父親の不倫の証拠を見つけたのは、娘である私だった。
今でも覚えている。その日は、私が高校3年生になる新学期の前日だった。

■父親との思い出と性的虐待

父親は気性が荒く、怒ると私をすぐ殴った。

私が小さい頃から、父親はほとんど家にいなかった。
父親は、アウトドアが趣味で、休日は出かけていたし、会社の帰りも遅かった。

私は3歳の頃から、休日は毎週近く、父親に登山、スキー、鉄道にとアウトドアの趣味に連れていかれた。
母親は同行せず、家族旅行という感じではなかった。

最近知ったのだが、父親は当時、ブログをしていてそのネタに私を利用していたらしい。
勝手に私の写真がブログに載せられていた。

別にアウトドアが好きではなかった私の意思関係なく、行きたくないと泣き喚く私を怒鳴って、いろいろな場所に連れていった。

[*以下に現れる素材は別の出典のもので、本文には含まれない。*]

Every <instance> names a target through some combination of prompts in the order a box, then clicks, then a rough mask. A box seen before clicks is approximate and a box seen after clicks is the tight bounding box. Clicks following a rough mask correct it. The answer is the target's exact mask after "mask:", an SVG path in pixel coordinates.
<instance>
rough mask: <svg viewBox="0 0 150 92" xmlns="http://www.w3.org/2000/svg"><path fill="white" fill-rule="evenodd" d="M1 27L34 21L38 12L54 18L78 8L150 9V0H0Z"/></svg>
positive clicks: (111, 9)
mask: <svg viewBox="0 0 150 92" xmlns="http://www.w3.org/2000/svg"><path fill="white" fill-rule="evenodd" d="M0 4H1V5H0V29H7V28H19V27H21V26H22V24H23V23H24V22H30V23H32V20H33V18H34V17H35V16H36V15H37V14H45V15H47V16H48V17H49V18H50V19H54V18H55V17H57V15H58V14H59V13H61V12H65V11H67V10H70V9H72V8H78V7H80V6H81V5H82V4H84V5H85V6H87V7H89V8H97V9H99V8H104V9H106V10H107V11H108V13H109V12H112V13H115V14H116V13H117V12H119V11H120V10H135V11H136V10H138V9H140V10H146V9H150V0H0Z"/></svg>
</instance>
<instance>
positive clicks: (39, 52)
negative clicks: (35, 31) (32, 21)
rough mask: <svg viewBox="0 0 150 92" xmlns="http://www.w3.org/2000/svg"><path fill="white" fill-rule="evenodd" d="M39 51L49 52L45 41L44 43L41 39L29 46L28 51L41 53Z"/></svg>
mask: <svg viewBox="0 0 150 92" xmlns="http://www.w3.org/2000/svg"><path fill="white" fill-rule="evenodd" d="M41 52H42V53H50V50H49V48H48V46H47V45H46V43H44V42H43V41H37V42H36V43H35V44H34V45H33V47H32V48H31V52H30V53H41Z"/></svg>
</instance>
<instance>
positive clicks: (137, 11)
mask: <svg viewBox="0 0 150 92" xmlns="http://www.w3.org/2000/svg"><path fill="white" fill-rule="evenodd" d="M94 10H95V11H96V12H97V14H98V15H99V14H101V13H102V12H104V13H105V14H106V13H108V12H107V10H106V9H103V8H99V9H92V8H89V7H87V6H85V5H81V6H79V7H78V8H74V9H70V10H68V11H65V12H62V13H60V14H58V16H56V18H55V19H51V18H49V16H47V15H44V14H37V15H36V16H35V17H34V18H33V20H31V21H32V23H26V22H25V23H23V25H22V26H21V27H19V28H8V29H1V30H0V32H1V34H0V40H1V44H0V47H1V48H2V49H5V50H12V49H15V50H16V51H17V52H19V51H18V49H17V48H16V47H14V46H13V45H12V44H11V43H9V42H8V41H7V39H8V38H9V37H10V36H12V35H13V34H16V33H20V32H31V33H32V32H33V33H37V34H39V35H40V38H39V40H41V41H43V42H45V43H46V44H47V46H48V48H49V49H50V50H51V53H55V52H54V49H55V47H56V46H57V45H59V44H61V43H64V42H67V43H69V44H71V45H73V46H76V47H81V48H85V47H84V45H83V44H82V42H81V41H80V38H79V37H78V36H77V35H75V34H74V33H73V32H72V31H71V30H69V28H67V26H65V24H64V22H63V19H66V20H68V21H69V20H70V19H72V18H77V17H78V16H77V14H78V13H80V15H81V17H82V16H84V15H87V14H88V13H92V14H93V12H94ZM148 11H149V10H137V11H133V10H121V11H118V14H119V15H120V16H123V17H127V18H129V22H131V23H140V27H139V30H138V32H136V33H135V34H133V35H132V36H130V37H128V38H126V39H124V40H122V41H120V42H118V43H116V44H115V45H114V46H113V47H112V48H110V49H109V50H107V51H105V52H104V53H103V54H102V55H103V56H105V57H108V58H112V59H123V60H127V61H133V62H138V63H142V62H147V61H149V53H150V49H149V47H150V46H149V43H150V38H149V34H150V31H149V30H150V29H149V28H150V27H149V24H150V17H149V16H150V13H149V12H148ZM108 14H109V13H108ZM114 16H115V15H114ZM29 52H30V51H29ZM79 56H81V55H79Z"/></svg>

その当時の私は、人形遊びやプリキュア、絵本、映画がすきなインドアな少女だったので、片道4時間以上かかる山道や、泥臭い自然が嫌だったのだ。

今思えば、いろいろな場所に連れていってくれたと思えるのだが、当時の私は本当に連れていかれるのが嫌で、父親が好きじゃなかった

父親が車を運転したのだが、気性の荒い父親は運転も危なく、何度も怖い思いをしたし、トイレに行きたくても怒られた。

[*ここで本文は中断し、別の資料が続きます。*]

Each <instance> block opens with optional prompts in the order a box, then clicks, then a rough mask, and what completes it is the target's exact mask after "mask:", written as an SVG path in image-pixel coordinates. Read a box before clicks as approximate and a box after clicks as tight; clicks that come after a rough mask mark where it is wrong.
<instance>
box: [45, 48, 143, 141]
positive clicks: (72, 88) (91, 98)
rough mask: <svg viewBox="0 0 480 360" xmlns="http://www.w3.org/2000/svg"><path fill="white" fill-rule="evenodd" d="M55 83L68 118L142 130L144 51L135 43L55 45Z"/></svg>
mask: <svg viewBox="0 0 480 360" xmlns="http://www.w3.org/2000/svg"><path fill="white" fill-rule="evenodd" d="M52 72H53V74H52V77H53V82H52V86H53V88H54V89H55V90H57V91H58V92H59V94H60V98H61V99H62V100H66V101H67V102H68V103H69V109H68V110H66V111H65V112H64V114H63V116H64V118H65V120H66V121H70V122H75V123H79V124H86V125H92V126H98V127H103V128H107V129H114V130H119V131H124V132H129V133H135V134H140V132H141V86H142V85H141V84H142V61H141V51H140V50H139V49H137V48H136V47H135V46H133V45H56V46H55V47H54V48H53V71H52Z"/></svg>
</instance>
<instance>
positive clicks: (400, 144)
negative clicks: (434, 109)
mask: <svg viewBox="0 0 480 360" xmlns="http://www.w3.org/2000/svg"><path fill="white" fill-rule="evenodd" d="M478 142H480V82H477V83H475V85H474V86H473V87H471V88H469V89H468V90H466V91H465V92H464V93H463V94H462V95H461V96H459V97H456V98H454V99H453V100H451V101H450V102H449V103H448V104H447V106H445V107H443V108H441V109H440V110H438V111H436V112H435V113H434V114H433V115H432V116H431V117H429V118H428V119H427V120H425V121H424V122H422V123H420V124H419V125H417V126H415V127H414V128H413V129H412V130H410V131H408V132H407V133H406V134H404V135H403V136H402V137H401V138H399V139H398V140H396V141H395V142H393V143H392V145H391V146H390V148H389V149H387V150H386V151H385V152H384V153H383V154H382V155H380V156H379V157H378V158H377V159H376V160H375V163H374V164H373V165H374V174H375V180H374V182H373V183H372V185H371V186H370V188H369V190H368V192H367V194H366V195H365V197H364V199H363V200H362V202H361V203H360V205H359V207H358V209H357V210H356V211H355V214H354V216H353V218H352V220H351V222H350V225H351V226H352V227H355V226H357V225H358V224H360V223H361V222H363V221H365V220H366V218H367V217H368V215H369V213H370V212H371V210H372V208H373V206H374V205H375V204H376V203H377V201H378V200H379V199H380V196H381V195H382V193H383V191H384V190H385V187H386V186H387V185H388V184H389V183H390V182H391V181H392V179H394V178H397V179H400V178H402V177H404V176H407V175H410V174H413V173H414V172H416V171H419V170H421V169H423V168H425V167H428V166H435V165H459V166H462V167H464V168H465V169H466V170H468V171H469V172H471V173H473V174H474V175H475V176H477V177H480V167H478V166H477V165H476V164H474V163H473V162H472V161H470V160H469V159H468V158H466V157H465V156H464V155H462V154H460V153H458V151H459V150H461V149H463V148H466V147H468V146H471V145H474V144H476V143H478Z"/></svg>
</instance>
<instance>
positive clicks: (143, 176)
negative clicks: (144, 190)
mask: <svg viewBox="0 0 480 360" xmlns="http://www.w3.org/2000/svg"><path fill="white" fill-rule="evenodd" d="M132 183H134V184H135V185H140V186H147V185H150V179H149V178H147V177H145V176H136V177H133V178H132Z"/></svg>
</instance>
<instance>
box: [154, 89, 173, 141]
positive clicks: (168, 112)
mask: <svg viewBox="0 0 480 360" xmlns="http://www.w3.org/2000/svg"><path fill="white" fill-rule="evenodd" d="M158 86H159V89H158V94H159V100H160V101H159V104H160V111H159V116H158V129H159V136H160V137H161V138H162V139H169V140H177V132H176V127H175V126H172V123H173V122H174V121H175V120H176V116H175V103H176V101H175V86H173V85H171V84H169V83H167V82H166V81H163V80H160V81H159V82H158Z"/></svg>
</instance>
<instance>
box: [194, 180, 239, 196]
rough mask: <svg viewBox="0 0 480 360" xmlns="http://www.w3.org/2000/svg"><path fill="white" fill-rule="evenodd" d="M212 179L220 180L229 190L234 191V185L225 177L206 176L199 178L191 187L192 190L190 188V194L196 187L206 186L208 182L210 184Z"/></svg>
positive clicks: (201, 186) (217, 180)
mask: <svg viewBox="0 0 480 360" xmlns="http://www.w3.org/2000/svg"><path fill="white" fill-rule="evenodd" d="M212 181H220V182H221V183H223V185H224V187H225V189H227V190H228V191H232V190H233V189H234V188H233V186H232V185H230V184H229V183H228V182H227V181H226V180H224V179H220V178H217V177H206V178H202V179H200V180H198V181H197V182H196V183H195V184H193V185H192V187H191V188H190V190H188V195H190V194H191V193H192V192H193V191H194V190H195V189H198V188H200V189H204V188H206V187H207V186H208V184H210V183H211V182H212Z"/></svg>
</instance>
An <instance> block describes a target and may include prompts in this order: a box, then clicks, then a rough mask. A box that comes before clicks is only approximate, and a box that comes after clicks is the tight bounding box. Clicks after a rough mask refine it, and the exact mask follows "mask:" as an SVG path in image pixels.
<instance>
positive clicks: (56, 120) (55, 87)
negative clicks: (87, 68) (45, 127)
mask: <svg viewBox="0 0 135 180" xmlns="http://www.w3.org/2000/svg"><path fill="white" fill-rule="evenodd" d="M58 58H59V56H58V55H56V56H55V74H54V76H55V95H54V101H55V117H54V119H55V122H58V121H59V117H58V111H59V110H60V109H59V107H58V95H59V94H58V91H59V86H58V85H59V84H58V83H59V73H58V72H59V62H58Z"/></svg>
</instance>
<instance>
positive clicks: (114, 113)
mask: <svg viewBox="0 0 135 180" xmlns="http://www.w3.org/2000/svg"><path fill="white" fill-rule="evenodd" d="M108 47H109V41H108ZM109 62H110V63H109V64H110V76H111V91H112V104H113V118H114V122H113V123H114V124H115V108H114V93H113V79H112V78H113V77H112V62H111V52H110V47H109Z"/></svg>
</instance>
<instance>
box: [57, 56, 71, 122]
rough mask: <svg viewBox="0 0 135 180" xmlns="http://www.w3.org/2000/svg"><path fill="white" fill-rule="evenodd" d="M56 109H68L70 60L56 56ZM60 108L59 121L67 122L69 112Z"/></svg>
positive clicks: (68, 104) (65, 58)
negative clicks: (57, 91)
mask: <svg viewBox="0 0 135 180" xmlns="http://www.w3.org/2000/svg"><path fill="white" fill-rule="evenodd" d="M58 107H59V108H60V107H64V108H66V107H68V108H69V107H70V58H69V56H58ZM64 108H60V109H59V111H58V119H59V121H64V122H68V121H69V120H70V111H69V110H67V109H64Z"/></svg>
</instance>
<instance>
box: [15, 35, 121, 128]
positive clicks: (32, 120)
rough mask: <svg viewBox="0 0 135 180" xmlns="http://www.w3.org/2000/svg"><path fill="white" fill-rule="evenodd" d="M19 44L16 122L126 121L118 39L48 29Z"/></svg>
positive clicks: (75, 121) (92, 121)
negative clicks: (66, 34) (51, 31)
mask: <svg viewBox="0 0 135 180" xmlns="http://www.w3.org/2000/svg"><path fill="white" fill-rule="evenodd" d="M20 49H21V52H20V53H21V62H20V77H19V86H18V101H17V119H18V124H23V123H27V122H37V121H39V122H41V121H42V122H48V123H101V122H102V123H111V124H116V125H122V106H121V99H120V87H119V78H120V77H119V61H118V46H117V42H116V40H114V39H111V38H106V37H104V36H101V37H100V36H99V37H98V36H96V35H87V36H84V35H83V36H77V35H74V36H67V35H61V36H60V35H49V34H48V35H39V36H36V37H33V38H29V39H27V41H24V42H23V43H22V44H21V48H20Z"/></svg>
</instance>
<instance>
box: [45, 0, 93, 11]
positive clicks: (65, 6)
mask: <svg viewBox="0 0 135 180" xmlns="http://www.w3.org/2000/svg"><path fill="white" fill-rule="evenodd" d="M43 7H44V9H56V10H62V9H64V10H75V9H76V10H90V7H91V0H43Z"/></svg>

そんなこんなで父親とアウトドアに行くことは、なんと小学6年生まで続いた。9年間もこんな思いをしたのである。

むしろ、父親と関わったのは、ほぼ、この無理やり連れていかれたアウトドアくらいしかない。

成長期の早かった私は、小学6年生でもう身体が成長して胸など発達していたが、まだ無知だったので、父親に言われて何度か混浴に入って、そこにいたおじさん達に触られたり、いろいろ言われるということを経験した。

今でも覚えている。

「お嬢ちゃん。そんなにおっきぃのに入っちゃっていいのぉ?おじさん達の見るなんてえっちだねぇ」

その時はよく意味がわからなかったが、今ならわかる。ゾッとする。

ニタニタしながらおじさん達に囲まれた混浴。
成長期で胸が発達し始めている小学6年生の少女。

父親は何も助けてくれなかった。むしろ、父親は、私と温泉に行く度に、カメラで裸の写真を撮っていた。

今思えば、父親は私のことを性の対象として見ていたのかもしれない。

誰にも言えなかったけれど、小学4年生の頃だろうか、父親と風呂に入った時に、父親が

「ここちゃんと洗ってる?ちゃんと洗わなきゃダメだよ」

と言って、私の陰部をしつこく触ってきたのである。

とても痛かった。たぶん、膣に指でも入れられたのかもしれない。

怖くて誰にも言えなかったし、どうしてそんなことをされたのか当時はわからなかったが、今はわかる。

たぶん性的虐待だった。

私が中学生になると、父親は単身赴任して全くかかわらなくなった。そして、その頃になってようやく、今まで父親にされたことを理解し、父親への嫌悪が高まっていたため、父親が嫌いだった。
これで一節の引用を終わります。